Course - fast & pancake flat
This course is ideal for any athlete, but especially those stepping up from Olympic distance for the first time. The easy-to-navigate lake swim course will suit less experienced swimmers who aren’t great at sighting, while the pancake-flat bike and run sections are perfect for those chasing a PB or who don’t enjoy hills!
Swim - 1.9KM
The swim is a one loop course of the rowing regatta lake so sighting shouldn’t be too much of an issue – just follow the buoy line and you’ll barely have to look up! But do practice a diving start in goggles, or you can just jump. Once around the buoys you’ll head back towards the start and it’s a quick dash to T1. Just before you exit, you’ll swim under a bridge packed with cheering spectators which should give your tired arms a welcome boost. Wetsuits are recommended.
BIke - 90KM
After exiting transition, the mildly rolling, out-and-back course first takes you out of the Sportpark Duisburg through the western parts of the city and over the Rhine via the historic “Solidarity Bridge (Brücke der Solidarität) before heading along the river. After the U-turn, you double back to the Sportpark before starting your second lap. Thanks to smooth, closed roads, you can put the hammer down and go for that PB – definitely a course for aero-bars. And to keep you fuelled up there are feed stations at the 30km/60km mark.
Run - 21.1KM
Still on for the PB? If the legs are still willing, you won’t find a much flatter run as you head out along the path around the rowing lake and pass the race village. On your third loop, prepare for your big moment – crossing the finish line inside the grounds of MSV Duisburg football club aka “Die Zebras”! .
Spectators - staying local
With the closed roads, watching the bike leg after it leaves Duisburg centre might prove tricky so spectators will probably find it easier position themselves at the Sportpark Duisburg, the heart of the action where the start and finish lines, U-turn points and single transition area are all located.
That way, they’ve got multiple chances to spot you as well as it being handy for activities in the park such as rope courses or the indoor ice rink for any younger supporters.
Friends and family can watch the swim start from the grandstand overlooking the rowing lake but also from the banks or on the bridge over the exit area.
They’ll also on enjoy the food, refreshments not to mention the buzzing atmosphere in the race village, waiting for you to come by on the bike and run courses.
Then, they’re just a few strides away from the football stadium where they can experience the thrill of watching your final lap of honour before receiving your iconic M-dot medal.
Race-cation - where old meets new
Once racing is over, it’s time to kick back and enjoy a break in this fascinating city exploring everything from its industrial heritage to the lively art and nightlife culture whether you’re travelling with friends or family.
Buy a 24 or 48 hour WelcomeRuhr card which allows you to whizz around on public transport and includes entry into the city’s museums.

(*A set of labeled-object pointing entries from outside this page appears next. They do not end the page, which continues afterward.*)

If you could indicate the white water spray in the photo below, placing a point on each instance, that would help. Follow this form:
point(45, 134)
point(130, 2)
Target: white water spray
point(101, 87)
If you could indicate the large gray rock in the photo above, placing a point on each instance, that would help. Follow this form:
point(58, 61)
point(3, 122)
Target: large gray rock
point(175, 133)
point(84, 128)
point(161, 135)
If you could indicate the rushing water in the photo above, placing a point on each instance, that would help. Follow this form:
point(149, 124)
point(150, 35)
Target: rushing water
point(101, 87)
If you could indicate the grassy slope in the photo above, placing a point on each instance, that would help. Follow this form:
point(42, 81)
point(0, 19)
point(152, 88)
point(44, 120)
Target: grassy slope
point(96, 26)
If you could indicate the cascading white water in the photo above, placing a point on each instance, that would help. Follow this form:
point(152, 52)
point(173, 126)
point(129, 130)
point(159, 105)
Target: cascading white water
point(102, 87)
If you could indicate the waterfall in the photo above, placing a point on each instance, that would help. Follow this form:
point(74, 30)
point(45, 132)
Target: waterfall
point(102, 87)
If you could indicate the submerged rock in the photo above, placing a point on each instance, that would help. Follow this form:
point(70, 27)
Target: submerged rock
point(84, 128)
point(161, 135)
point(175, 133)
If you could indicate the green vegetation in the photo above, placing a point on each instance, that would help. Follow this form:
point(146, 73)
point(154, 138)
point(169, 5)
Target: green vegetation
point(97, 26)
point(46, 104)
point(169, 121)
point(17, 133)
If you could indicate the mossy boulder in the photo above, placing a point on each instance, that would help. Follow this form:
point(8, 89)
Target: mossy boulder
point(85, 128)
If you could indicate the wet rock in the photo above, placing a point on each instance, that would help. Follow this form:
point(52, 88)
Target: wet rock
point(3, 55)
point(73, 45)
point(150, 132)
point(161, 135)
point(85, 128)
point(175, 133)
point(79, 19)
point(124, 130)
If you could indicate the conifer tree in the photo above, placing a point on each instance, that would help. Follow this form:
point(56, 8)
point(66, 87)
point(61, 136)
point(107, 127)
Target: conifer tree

Culture vultures will love the museums and art galleries which feature works by world famous artists as well as documenting the Duisburg’s rich industrial and shipping history.
Küppersmühle Museum of Modern Art and the Lehmbruck Museum of modern sculpture are especially worth a visit.
A popular quirky tourist sight is the Landscape Park (Landschaftspark), an old ironworks transformed into a park with trails and a rope course.
On a similar theme, an old slag heap is now the site of Tiger &Turtle – Magic Mountain, an impressive spiral steel sculpture you can walk up for stunning views over the city and rivers.
On a hot sunny day, you needn’t stray any further than the Sportpark Duisburg and the adjacent Six Lakes (Sechs Seen) for watersports including wakeboarding and sailing or simply enjoy the lido and lounging on the sandy beach.
Thirsty and hungry? Then head to the waterfront eateries and bars at the Inner Harbour area (Innenhafen) the rejuvenated docklands which look magical when all lit up at night.